The sheriff eventually pleaded guilty to one count of false imprisonment and is now more than halfway through 52 weeks of domestic violence counseling. He will be on probation for three years.
Instead of ending the political theater, however, Mirkarimi's plea - which he now seems to regret - set off months of public furor. The mayor suspended him without pay. The city Ethics Commission voted 4 to 1 that he had committed official misconduct and should be removed from office.
But Mirkarimi's former colleagues on the Board of Supervisors instead voted last month to return him to the helm of the Sheriff's Department, after listening to hours of angry testimony from the sheriff's supporters, who questioned just what constituted domestic violence and attacked the advocates who work on the behalf of battered women.
"We all have disagreements with wife," declared one man. "That's our thing."
"All the things you domestic violence ladies say is nice and needs to be said," a woman said. "But go and find the women who really need to be helped, the ones who are shot, stabbed, beaten. Eliana doesn't need your help."
The Eliana in question is Venezuelan telenovela star Eliana Lopez, Mirkarimi's wife, with whom he has since reunited.
Now the mayor and District Attorney George Gascon want Mirkarimi to recuse himself from any responsibility that could possibly intersect with victims or perpetrators of domestic violence.
That's an awful lot of turf in the realm of San Francisco law enforcement.
The department oversees widely praised counseling programs for batterers. It supervises inmates who have been charged with domestic violence. Deputies serve restraining orders that protect battered women.
The sheriff also is responsible for disciplining deputies who have been brought up on domestic violence charges.

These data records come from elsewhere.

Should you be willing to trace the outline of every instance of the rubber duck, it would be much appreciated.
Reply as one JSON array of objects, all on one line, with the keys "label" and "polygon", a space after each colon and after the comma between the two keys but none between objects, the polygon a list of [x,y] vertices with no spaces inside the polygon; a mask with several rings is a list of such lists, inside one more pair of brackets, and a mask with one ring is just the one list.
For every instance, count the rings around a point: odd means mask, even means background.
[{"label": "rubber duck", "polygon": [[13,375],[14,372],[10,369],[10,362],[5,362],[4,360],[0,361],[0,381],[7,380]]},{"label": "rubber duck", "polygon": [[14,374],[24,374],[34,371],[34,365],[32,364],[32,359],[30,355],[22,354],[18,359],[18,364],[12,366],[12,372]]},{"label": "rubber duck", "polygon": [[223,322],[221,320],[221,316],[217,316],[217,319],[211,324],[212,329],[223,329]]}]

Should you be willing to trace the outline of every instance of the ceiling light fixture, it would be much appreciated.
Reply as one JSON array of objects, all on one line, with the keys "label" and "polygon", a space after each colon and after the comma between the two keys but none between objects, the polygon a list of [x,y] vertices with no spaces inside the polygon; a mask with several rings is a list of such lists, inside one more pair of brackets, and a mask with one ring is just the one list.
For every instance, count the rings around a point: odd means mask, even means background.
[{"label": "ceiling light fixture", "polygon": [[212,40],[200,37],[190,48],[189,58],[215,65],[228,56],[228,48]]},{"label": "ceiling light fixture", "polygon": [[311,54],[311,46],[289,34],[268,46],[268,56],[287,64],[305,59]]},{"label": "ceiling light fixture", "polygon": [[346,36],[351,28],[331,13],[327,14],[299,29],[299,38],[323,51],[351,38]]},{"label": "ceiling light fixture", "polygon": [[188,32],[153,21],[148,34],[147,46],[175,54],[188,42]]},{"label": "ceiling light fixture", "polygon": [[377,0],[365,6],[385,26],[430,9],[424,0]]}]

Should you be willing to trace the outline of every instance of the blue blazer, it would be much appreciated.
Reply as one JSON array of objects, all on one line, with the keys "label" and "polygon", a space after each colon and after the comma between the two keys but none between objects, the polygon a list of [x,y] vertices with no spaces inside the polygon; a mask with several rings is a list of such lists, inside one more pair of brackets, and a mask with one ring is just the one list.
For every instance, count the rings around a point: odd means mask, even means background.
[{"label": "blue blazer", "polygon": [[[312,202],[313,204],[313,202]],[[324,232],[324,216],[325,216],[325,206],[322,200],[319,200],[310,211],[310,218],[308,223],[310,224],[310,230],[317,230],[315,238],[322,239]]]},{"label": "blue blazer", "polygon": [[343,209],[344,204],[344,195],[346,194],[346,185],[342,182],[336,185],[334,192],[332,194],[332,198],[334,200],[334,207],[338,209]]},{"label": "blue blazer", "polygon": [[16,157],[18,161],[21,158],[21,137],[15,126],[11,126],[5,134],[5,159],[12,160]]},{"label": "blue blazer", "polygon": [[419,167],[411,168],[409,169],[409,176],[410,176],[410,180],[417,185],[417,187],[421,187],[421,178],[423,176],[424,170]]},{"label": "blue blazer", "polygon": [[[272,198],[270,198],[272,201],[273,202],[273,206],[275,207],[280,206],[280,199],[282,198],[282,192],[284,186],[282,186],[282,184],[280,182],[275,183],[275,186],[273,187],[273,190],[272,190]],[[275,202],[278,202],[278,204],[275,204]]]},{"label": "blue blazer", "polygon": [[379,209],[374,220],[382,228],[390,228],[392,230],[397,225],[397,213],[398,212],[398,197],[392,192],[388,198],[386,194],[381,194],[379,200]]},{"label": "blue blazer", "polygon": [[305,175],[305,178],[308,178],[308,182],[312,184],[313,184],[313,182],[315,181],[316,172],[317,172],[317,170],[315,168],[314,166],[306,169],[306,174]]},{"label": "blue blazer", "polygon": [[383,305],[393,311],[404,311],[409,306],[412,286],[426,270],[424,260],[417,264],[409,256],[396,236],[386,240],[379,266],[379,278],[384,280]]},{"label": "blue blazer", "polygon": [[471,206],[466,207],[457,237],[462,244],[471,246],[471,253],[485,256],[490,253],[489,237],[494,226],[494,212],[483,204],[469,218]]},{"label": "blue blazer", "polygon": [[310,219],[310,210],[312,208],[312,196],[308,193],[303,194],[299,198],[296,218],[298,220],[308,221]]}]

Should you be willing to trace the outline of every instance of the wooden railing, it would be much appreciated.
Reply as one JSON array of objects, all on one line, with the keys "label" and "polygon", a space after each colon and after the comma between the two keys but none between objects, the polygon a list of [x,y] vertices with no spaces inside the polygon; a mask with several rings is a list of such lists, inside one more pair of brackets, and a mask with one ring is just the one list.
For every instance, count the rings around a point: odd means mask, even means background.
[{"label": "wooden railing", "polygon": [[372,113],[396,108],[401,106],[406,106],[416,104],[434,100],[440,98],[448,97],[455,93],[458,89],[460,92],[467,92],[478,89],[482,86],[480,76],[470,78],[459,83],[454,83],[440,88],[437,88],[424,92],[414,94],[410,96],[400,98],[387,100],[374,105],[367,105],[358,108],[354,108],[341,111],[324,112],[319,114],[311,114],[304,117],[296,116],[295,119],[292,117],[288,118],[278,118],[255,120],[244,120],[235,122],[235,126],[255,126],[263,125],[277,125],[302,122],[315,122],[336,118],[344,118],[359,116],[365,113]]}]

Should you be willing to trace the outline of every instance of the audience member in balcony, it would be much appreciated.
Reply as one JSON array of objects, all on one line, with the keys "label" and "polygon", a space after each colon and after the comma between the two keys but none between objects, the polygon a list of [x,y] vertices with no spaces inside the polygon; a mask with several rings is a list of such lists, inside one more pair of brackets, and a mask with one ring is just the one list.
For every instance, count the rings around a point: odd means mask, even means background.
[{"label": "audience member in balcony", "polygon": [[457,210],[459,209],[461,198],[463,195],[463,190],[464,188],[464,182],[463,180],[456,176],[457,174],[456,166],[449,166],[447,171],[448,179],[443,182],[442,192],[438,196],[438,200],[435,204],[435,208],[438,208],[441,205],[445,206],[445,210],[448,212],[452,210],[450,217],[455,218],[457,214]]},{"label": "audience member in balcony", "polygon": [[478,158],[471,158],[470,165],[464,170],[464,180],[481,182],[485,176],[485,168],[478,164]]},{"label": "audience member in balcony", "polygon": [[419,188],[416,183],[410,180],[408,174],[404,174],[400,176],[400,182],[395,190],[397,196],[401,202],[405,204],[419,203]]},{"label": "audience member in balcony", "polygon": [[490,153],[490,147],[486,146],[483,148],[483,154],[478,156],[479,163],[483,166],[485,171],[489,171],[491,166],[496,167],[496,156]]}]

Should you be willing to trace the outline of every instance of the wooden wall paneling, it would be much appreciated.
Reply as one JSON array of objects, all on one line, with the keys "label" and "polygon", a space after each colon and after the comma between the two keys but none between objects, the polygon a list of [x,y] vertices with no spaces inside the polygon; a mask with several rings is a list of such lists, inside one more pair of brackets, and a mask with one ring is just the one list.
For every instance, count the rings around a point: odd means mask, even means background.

"As a result of your probationary status for a domestic violence crime, there is a clear conflict of interest," Gascon wrote to the sheriff last month, after Mirkarimi was reinstated with back pay. "As a result, you are not able to adequately perform the duties of your office that relate to crimes of domestic violence."
Mirkarimi emphatically disagrees. This week, during an appearance at the Commonwealth Club of California, he told the audience that such a point of view was "wrong in every aspect." If his nearly yearlong ordeal "has changed me, it's changed me for the better," Mirkarimi said when asked about whether he could be objective in his job. "What they're getting wrong is the fact that rarely does any matter related to a program or a policy about domestic violence reach the desk of the sheriff." Should that happen, he told Lee in a letter this month, "the matter will be determined independently by the Undersheriff with no input from me."
When asked about his deeply strained relationship with the mayor, Mirkarimi said he would "continue to send him love letters." He vowed not to back down from "doing the work on behalf of the people as I was elected to do."
It has been awkward, the sheriff admitted, to "communicate through the Chronicle," finding out how the mayor feels about him on Page One of San Francisco's biggest newspaper, responding in kind in the next day's edition.
But Mirkarimi wasn't beyond sending a message to Lee via the Commonwealth Club appearance, which will be broadcast in coming weeks on KQED Public Radio.
"I think that it's best that we do meet," Mirkarimi said. "I invite him to choose a venue that he would like. I'll meet with him in public. We'll have a public discussion, maybe in a forum like this. ... Because I believe he wants the same things as I want."
"Maybe some things, but not that meeting thing."
Said Lee spokesman Christine Falvey: "The mayor will meet with the sheriff when there is something to meet about." Until that time comes, she said in a text message, "the sheriff should be focused on the many public safety agencies that have concerns about his status as a probationer and overseeing intervention programs."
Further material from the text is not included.